​​​BamaRider






Day 2
October 11th, 2005
Knights Inn Motel
Cave City,  Kentucky


It felt odd to ride all day yesterday and still be near home at the start of day 2.  Usually, the first day of a long tour is one of my longest, as I clear familiar lands to start the real riding.  But this tour is different, at no time would I be farther than a long slab ride from home.

I wasn't sure of the time zone, so I flipped open my new Motorola Razor, knowing the the local provider would have the time posted.  "Just what I thought, EASTERN time ugh."  I turned on the TV for a weather radar scan, thick low clouds, but no rain in the area.  I had to switch it off when the most annoying announcer of all time was hosting the Bowling Green morning show.  He kept stumbling all over in a shrill voice that sounded nails on a blackboard.

By 7:30am I was loaded and idling out of the parking lot.  Early morning was no kinder to Cave City then late evening.  It still looked lonely.  An empty tourist attraction with a western theme on a nearby hill, had paper blowing across the parking lot.  Nothing is sadder looking than a tourist city in the off season.
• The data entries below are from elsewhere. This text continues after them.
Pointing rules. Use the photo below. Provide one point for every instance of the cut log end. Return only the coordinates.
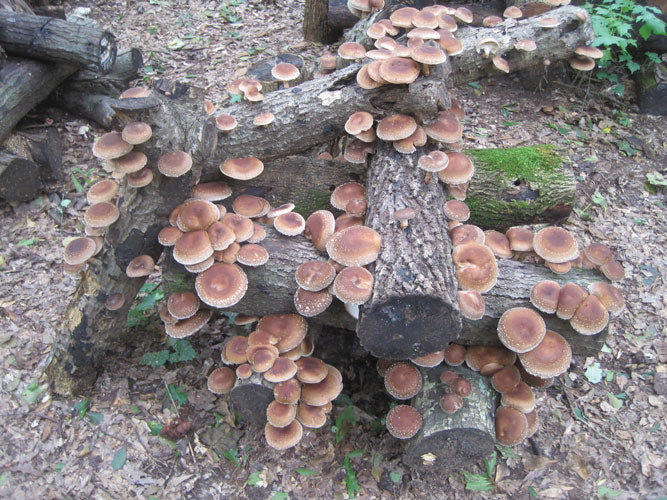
(388, 327)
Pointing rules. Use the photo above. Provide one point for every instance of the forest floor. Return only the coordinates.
(601, 423)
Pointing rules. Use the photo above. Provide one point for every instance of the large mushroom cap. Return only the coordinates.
(521, 329)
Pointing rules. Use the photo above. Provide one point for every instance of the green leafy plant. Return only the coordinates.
(179, 350)
(618, 24)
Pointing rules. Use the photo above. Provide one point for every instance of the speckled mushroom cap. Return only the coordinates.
(79, 250)
(521, 329)
(511, 426)
(221, 380)
(471, 304)
(569, 298)
(476, 267)
(403, 421)
(242, 168)
(544, 296)
(403, 380)
(591, 316)
(354, 246)
(353, 285)
(283, 438)
(555, 244)
(279, 414)
(104, 190)
(221, 285)
(288, 329)
(459, 170)
(111, 145)
(550, 358)
(142, 265)
(101, 214)
(186, 327)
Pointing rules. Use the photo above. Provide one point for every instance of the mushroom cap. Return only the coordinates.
(591, 316)
(111, 145)
(353, 285)
(403, 421)
(104, 190)
(79, 250)
(511, 426)
(550, 358)
(521, 329)
(315, 275)
(221, 380)
(399, 70)
(403, 380)
(221, 285)
(354, 246)
(242, 169)
(282, 438)
(476, 267)
(101, 214)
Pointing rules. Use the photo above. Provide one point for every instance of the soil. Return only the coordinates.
(602, 423)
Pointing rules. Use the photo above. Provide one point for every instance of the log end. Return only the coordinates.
(408, 326)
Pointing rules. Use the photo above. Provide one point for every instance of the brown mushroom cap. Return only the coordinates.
(282, 438)
(111, 145)
(221, 380)
(222, 285)
(403, 380)
(354, 246)
(79, 250)
(242, 168)
(403, 421)
(511, 426)
(544, 296)
(521, 329)
(550, 358)
(555, 244)
(353, 285)
(591, 316)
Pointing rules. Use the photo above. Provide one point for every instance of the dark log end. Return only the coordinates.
(408, 326)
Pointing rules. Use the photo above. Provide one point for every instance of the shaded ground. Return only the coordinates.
(602, 424)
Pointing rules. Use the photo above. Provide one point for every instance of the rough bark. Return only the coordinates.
(57, 41)
(23, 84)
(19, 178)
(553, 44)
(451, 442)
(89, 328)
(415, 287)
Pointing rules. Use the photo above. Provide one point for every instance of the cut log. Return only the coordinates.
(19, 178)
(450, 442)
(89, 328)
(23, 84)
(553, 44)
(415, 287)
(57, 41)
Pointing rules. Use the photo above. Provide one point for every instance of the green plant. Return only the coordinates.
(617, 25)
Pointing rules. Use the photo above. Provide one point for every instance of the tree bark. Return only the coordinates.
(19, 178)
(415, 286)
(450, 442)
(89, 328)
(57, 41)
(24, 84)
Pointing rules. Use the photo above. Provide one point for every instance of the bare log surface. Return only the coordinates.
(89, 328)
(451, 442)
(57, 41)
(24, 84)
(415, 286)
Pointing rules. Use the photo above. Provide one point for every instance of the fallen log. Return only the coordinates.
(57, 41)
(88, 327)
(415, 287)
(23, 84)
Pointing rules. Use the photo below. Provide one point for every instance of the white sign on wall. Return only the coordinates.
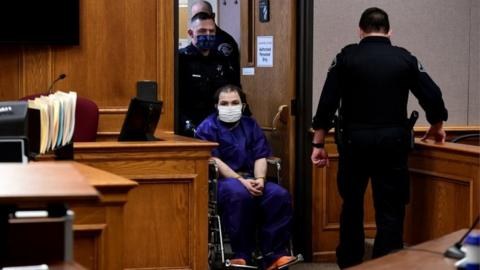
(264, 51)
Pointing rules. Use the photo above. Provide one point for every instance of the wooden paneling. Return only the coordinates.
(445, 190)
(98, 228)
(121, 42)
(445, 195)
(165, 218)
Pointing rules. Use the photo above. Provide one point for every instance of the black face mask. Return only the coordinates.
(206, 42)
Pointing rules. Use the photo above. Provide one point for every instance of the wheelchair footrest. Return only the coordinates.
(298, 258)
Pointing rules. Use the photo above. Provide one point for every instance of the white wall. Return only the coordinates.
(442, 34)
(229, 17)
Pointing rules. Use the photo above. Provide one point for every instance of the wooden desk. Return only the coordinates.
(38, 186)
(98, 227)
(165, 217)
(444, 188)
(428, 255)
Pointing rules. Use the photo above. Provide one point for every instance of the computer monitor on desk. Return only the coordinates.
(141, 120)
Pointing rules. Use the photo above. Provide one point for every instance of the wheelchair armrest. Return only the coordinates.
(213, 172)
(276, 163)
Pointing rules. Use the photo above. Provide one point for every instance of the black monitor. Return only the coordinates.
(141, 120)
(40, 22)
(13, 131)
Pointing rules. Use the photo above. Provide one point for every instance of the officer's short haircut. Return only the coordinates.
(374, 20)
(202, 16)
(227, 89)
(206, 4)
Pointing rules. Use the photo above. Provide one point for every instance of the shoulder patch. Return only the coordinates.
(333, 64)
(420, 67)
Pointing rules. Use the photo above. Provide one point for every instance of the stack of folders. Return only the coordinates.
(56, 119)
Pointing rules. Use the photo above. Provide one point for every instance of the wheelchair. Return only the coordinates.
(218, 247)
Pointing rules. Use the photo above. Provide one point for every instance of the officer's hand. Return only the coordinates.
(436, 132)
(319, 157)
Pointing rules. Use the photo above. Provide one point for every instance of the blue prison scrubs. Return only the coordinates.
(240, 211)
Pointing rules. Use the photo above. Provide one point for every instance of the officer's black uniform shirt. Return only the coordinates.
(372, 79)
(227, 46)
(199, 78)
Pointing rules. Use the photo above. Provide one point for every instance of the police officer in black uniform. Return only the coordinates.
(202, 70)
(369, 83)
(225, 44)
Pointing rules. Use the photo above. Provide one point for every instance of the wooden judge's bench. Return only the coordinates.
(164, 217)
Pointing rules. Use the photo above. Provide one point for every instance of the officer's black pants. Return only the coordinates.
(379, 155)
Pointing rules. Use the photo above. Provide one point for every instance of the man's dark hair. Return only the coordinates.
(227, 89)
(201, 16)
(374, 20)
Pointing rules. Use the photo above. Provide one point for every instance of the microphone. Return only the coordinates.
(60, 77)
(455, 251)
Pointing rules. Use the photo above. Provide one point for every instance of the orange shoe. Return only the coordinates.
(280, 262)
(238, 261)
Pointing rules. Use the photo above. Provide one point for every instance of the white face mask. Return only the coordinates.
(229, 114)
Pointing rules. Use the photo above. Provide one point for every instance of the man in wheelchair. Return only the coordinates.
(246, 201)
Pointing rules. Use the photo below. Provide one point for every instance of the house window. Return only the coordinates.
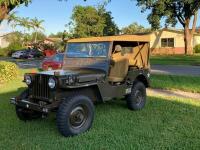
(167, 42)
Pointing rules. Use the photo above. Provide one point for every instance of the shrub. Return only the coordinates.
(10, 49)
(8, 71)
(197, 49)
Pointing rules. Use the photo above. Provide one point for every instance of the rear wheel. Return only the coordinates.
(75, 115)
(26, 114)
(137, 99)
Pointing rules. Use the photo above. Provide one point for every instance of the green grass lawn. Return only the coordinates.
(176, 60)
(171, 82)
(163, 124)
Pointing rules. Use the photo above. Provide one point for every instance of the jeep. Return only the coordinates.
(95, 69)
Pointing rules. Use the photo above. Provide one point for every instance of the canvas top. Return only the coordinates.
(128, 38)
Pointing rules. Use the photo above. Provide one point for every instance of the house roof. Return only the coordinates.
(135, 38)
(53, 39)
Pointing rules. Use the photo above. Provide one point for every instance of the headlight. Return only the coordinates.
(52, 83)
(28, 80)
Low clouds hung over the area, at times they looked only a few hundred feet off the ground.

A con store is next door to the motel so went in to top the tank off.  "So where ya goin today?", a young man with pony tailed hair, pumping gas into a old white pick up shouted from pump number 3.  I hollered as best I could through the Arai,

"Parkersburg."

  "Must be nice."

After gassing up I took SR 80 back into a busy Glasgow.  I stayed on the business route and went right through the courthouse square.  The road taking me past the furniture and hardware stores, and the occasional law office.  "Hmmmmmm court must be in session with all THESE cars parked out front."  I went halfway around before 80 splintered off, taking me away from the mayhem.  

School traffic slowed things down, but I remained patient and just took things as they came.  I was in no hurry.  
On the east side of town I saw a Honda Shop and went to it.  I was almost out of Plexus and needed to replenish.  Two young men were sitting outside on a wood table smoking.  I asked,  "y'all open yet?"  "Nope 10 more minutes."   With time to kill I went across the street to a con store for a Diet Dew and a PB and J sandwich.  

By the time I was finished eating it was 5 after 8, so rode back across the street to the Honda Shop.  To my dismay they had NO Plexus.  "Well, that was 20 minutes wasted."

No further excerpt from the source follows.